Très chers frères et soeurs, en ce dimanche de la Miséricorde divine,
goûtons tous ensemble les sentiments profonds du Coeur du Christ ressuscité.
Avec vous, je voudrais constater que le Seigneur est bien vivant au coeur de notre paroisse, en relisant ce que nous vivons depuis le début de l’année à la lumière des Actes des Apôtres.
St Luc nous décrit la 1ère comunauté chrétienne : Les frères étaient assidus à l’enseignement des Apôtres et à la communion fraternelle, à la fraction du pain et aux prières.
Chaque dimanche, la famille paroissiale se retrouve à la messe (la fraction du pain) et chaque jour, ceux qui peuvent viennent se nourrir à la messe du Pain vivant. Il y a régulièrement des soirées de louange, et des enseignements pour les adultes. Un certain nombre d’entre vous y participent.

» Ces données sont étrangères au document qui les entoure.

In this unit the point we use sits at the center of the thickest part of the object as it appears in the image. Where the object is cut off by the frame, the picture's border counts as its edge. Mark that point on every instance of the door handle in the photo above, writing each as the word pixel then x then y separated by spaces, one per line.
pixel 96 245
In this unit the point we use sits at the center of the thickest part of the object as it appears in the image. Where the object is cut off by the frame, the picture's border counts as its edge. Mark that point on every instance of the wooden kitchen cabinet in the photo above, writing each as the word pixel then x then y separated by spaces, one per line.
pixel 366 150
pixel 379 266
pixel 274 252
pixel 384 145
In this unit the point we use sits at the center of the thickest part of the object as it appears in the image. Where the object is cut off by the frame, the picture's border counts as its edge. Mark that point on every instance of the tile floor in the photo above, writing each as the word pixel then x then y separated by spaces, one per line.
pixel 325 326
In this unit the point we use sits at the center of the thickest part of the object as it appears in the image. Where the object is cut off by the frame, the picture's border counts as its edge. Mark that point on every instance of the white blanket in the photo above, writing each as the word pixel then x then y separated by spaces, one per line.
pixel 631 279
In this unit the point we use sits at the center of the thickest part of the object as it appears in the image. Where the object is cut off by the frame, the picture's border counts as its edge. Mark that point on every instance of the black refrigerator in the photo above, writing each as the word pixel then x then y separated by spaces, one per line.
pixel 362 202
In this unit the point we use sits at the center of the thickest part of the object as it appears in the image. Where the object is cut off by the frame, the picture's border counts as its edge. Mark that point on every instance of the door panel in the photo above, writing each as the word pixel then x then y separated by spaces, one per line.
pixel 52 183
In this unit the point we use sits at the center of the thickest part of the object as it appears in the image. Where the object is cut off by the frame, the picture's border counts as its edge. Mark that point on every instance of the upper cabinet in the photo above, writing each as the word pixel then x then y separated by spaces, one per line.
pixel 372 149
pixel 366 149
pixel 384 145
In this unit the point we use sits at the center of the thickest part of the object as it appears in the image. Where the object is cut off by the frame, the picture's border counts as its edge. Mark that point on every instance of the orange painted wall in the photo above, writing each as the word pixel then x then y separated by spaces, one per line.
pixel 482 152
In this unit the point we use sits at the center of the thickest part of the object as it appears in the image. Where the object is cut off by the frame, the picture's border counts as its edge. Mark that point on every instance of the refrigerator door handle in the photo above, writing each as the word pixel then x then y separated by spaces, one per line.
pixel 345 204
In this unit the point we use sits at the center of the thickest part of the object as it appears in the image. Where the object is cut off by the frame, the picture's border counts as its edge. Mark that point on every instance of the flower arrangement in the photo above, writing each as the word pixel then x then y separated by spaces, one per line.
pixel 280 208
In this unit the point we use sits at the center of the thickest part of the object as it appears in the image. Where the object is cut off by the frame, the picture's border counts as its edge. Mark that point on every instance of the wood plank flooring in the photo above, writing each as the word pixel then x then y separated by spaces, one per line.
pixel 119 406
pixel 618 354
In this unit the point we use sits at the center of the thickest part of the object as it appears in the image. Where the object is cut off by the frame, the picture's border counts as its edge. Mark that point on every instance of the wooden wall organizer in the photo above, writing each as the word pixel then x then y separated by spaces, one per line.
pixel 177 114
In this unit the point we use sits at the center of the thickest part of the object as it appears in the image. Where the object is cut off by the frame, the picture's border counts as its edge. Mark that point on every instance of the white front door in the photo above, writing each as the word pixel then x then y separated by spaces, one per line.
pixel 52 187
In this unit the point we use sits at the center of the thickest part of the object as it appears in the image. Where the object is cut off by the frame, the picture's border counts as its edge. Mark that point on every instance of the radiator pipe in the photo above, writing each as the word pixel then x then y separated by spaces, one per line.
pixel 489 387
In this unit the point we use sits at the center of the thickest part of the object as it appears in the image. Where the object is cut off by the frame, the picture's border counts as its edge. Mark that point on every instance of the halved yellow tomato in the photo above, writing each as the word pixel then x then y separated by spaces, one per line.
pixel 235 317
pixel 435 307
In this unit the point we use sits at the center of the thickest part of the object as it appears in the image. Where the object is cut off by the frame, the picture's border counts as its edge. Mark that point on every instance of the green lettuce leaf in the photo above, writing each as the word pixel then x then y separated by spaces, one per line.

Tous les croyants vivaient ensemble, et ils avaient tout en commun ; ils partageaient en fonction des besoins de chacun.
Pour subvenir aux besoins de nos frères et soeurs sans domicile, vous avez déjà donné très généreusement 24.000 €. N’Fansou emménage dans son appartement et, très touché, vous remercie du fond du coeur. Et la situation de Florence et de ses deux enfants se décante doucement.
Ils avaient la faveur du peuple tout entier. Chaque jour, le Seigneur leur adjoignait ceux qui allaient être sauvés.
Beaucoup de chrétiens de passage témoignent du bon climat fraternel, de la bonne odeur du Christ qui diffuse à travers notre assemblée. Et mystérieusement, le Seigneur nous envoie des convertis. Je ne doute pas qu’il poursuivra son oeuvre à l’avenir.
A nous maintenant de rester fidèle et attentif à la grâce que le Seigneur déverse à flots sur nous.
Profitons des temps de prière et d’enseignement qui nous sont proposés tout au long de l’année.
Avec St Pierre, nous expérimentons la miséricorde du Père :
Grâce à la résurrection de Jésus Christ d’entre les morts, le Père nous a fait renaître pour une vivante espérance, pour un héritage qui nous est réservé dans les cieux.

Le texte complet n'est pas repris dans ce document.